Valley of the Dolls by Jacqueline Susann
530 pages
Genre: Fiction
Publisher: Grove Press, 1966
Rating: 4 out of 5
Re-readability: I would reread it in a few years.
By Indiana
I thought this novel would be stale—it was written in the 1960s and it’s the first book that was frank about sex and drugs.
Instead, it was stunning.
It starts out with Ann, a small-town, all-American, moral girl leaving her hometown behind for New York City. She falls into the world of modeling, theater, and catches the eyes of men in the upper echelon. Along the way, she befriends two actresses and struggles between finding love and being realistic.
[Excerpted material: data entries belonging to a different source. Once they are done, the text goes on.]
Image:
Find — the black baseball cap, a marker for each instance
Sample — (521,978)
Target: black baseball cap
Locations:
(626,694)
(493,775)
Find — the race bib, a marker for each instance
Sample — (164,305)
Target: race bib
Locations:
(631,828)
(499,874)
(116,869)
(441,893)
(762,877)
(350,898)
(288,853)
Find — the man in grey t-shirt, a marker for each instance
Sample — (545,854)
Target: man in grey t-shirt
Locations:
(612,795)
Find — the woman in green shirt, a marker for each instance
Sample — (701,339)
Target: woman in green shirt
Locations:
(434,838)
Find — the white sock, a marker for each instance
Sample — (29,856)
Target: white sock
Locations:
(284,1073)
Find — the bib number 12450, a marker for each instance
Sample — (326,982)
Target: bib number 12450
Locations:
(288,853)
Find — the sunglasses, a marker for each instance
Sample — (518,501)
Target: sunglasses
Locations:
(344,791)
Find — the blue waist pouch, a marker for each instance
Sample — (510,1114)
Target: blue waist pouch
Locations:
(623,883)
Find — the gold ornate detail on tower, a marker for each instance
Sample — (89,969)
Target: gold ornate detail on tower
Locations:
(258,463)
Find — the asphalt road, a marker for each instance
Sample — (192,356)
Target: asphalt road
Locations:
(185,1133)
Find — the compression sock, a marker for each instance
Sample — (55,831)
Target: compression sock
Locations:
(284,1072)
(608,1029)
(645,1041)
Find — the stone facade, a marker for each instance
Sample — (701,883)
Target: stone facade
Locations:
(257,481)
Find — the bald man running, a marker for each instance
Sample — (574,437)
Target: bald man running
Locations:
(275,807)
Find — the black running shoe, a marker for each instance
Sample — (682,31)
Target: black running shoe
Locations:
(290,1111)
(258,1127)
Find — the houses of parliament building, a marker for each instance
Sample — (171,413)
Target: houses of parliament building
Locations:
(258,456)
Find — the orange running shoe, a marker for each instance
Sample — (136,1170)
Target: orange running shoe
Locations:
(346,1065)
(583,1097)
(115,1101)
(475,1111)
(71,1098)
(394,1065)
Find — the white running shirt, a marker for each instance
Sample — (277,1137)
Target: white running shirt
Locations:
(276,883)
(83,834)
The two actresses eventually become addicted to the “dolls,” or drugs, that they first used just to get some sleep. While her friends are becoming addicted to drugs, Ann goes back and forth between being in love and being loyal. The only man she’s ever really loved has strange conditions to be with him and the man who she feels loyal to has never stirred anything up in her.
There’s no shortage of affairs and honest talk about the nature of sex. It’s a realistic portrait of how sex is viewed by both men and women, which was probably refreshing and fascinating when it was first published.
Does the Valley of the Dolls storyline sound familiar?
Susann’s novel seems to have started an entire genre of fiction. Some might call it “chick lit,” but I would argue that the impact of her work is greater than that. The Devil Wears Prada, shares the same foundational storyline: the wholesome girl leaves her safe hometown, gets lost in the face-paced, glamorous city, has her morals tested, and she gets mixed up in a few different loves.
Like I said, I thought Valley of the Dolls would be stale to me. But Susann delivers an exciting, heartbreaking, and honest story. Lyon, Ann’s true romantic interest, sums up this sentiment of losing oneself aptly: “There are many Henrys who are married and who wind up on top alone. They have to be alone, because they’ve alienated everyone along the way. In this rat race you whore, lie, cheat and use every trick you can employ to get up there where Henry is. This business demands it. And that’s what I’m ranting against. Not Henry personally, but what everyone turns into if he sticks in it long enough.”
Reading through the two decades that the book spans, I became close to the characters in a way that’s rare for me. There is something about the way that they describe each other that made me feel like I knew them, or I’d met them all before. Susann’s writing is always blunt (“There is no such thing as love, the way you talk about it. You’ll only find that kind of love in cheap movies and novels. Love is companionship, having friends in common, the same interests. Sex is the connotation you’re placing on love, and let me tell you, young lady, that if and when it does exist, it dies very quickly after marriage”‘), but that’s what make it gripping.
This book doesn’t really slow down, so just hold on from the first page to the very last.